These are nervous times. Investors and taxpayers in the UK are frightened that we will all be clobbered by whatever Chancellor Rachel Reeves ends up doing in the Budget on October 30. But investors are worried everywhere. And from a global perspective, the most troubling concerns are in America.
Set aside US politics, and look at the numbers. Last week, the Congressional Budget Office estimated the budget deficit for 2024 would be $1.8 trillion (£1.4 trillion), which works out at about 6.5 per cent of gross domestic product. That is unsustainable.
Maybe the next president, whoever he or she is, will be able to push the can down the road a bit longer, but at some stage there will be a crunch.
Investors will demand higher interest rates to finance the debt, and that will change everything.
The current boom in US equities – with the S&P 500 hitting another record last week and up 22 per cent so far this year – is justified by the assumption of cheaper money next year.
The fact that bond yields have so far remained stable, despite the huge government deficit, depends on that too. But the Federal Reserve can only continue to cut rates if inflation keeps falling.
If there is any serious evidence that the US's consumer price index is starting to push up again – and the latest number of 2.4 per cent was slightly disappointing – that support withers away.

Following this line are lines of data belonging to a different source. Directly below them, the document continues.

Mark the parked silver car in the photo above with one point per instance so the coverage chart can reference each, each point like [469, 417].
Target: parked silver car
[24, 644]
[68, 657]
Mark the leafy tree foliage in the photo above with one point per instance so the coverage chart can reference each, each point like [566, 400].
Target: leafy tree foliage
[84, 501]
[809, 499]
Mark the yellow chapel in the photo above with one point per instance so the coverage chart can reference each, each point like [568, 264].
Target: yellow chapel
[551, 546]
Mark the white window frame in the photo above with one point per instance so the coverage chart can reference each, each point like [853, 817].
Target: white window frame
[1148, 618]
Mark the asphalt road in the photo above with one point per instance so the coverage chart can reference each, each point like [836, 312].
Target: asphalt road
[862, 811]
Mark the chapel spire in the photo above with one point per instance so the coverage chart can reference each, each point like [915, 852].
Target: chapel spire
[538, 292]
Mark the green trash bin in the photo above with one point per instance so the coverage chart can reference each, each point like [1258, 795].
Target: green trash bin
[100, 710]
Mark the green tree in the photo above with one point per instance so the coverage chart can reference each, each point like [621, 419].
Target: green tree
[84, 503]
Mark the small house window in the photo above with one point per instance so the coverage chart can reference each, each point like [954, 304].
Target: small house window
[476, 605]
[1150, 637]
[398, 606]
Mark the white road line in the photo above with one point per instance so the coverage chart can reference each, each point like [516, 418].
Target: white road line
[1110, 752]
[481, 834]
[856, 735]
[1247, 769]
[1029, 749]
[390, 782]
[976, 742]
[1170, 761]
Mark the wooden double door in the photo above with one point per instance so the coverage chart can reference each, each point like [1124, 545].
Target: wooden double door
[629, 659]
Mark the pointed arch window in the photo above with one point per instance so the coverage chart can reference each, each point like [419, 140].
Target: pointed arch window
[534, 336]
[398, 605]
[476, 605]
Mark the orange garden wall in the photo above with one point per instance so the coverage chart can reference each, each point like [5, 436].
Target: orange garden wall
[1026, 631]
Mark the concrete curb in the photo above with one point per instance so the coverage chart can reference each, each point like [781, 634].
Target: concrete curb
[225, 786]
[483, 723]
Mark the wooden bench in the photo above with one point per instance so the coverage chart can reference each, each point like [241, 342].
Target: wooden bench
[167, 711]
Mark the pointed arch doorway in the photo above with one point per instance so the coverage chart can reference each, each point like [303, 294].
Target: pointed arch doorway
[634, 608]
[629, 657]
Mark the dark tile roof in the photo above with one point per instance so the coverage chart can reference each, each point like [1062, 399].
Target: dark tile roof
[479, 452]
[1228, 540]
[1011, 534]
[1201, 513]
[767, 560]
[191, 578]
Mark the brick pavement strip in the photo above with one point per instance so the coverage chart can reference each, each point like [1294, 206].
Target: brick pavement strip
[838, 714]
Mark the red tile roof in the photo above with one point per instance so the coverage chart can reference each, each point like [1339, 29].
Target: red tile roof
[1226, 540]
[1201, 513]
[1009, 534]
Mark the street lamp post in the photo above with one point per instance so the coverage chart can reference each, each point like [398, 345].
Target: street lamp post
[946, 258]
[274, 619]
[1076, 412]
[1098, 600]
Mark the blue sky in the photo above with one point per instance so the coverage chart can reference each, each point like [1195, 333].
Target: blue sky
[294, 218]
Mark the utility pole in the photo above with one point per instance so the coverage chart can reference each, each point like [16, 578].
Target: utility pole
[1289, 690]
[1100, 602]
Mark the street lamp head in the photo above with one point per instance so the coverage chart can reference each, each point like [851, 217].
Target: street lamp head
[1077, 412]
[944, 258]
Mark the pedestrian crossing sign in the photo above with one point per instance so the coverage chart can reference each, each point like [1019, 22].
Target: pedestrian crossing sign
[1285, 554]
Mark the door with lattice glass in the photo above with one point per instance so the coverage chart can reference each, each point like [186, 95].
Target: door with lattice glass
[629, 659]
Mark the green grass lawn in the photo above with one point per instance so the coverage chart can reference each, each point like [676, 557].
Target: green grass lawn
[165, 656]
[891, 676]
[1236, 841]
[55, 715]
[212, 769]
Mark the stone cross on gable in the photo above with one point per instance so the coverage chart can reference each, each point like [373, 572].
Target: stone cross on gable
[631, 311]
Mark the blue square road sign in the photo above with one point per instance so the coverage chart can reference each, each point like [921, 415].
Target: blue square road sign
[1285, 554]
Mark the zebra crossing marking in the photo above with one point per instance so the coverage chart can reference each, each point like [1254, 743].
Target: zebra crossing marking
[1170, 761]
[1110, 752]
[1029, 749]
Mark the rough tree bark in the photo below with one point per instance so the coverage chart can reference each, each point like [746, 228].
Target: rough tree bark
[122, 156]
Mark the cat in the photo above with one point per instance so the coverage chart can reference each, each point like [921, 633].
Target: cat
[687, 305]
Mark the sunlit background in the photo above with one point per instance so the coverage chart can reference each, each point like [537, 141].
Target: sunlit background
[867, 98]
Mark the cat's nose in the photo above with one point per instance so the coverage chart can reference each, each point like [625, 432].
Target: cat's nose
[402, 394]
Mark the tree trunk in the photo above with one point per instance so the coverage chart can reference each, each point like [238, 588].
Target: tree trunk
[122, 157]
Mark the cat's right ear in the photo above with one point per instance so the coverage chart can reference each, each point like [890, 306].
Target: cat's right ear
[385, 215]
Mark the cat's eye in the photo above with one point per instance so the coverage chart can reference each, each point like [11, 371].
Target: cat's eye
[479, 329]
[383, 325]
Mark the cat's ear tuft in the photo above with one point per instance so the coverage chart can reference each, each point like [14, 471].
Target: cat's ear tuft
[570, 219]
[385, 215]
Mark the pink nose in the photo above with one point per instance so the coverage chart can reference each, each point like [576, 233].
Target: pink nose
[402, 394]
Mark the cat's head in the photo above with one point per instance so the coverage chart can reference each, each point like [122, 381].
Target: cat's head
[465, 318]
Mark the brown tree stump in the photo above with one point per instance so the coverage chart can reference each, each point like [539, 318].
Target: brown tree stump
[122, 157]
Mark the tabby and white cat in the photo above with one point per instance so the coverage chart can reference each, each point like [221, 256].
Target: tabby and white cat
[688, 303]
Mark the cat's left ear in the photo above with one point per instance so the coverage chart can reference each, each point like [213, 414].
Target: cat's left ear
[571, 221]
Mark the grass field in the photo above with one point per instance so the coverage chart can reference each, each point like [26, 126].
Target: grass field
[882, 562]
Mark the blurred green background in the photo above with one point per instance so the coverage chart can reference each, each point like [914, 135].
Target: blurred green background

So American equities are vulnerable. It has been an astounding boom, and investors everywhere who hold US shares will have had a wonderful ride.
But we all know that bull markets come to an end – in either a whimper or a bang. Somewhere out in the future, one or other is in store. What can we say about that?
Well, commentators in America are in the usual camps, with the larger and more established ones generally expecting markets to keep performing well, and maverick advisers warning, if not of a crash, at least of a 'correction'.
I like the idea of a correction, technically a 10 per cent fall in the market, as reflection of the idea that things have got a bit out of hand but if prices come down a bit everything will be hunky-dory. On a very long view that must be right. Never bet against the US economy.
But some work by the London-based consultancy Longview Economics suggests that the next few months could be very bumpy.
It uses complex pricing models to come to this conclusion, but the punchline is that there is 'a high likelihood of an imminent 'wave of risk aversion', and that 'this bull run is due a major setback'.
My own view is that since the US bull market has run for two years, at some stage soon there will inevitably be a set-back, and the questions really are about the timing and extent of the decline.
On the first, the trigger could be US politics, a worsening of the already deeply troubling international conflicts, a sharp jump in inflation – or simply one of the sudden shifts in mood that sometimes take place without any specific cause.
On the scale of the decline, I feel that as far as the US economy is concerned there is more likely to be a mid-cycle pause than a serious recession.
If that is right, even a sharp fall in markets would be reversed fairly soon.
What is beyond dispute, though, is that this has become an unloved bull market.
If selling really picked up pace, a lot of weak holders would feel it was time to take some profits.
And us? For UK investors there is an immediate excuse to take profits, be they on US holdings or anywhere else. It is the near-certainty that capital gains tax will be pushed up in the Budget. So it is a no-brainer for anyone fortunate enough to have some gains they were thinking about taking to get on with it fast, if they are not held in a tax-efficient pension or Isa. There is good anecdotal evidence they are doing just that.
If there is going to be a sharp fall in US markets, it would be naive not to expect one here too.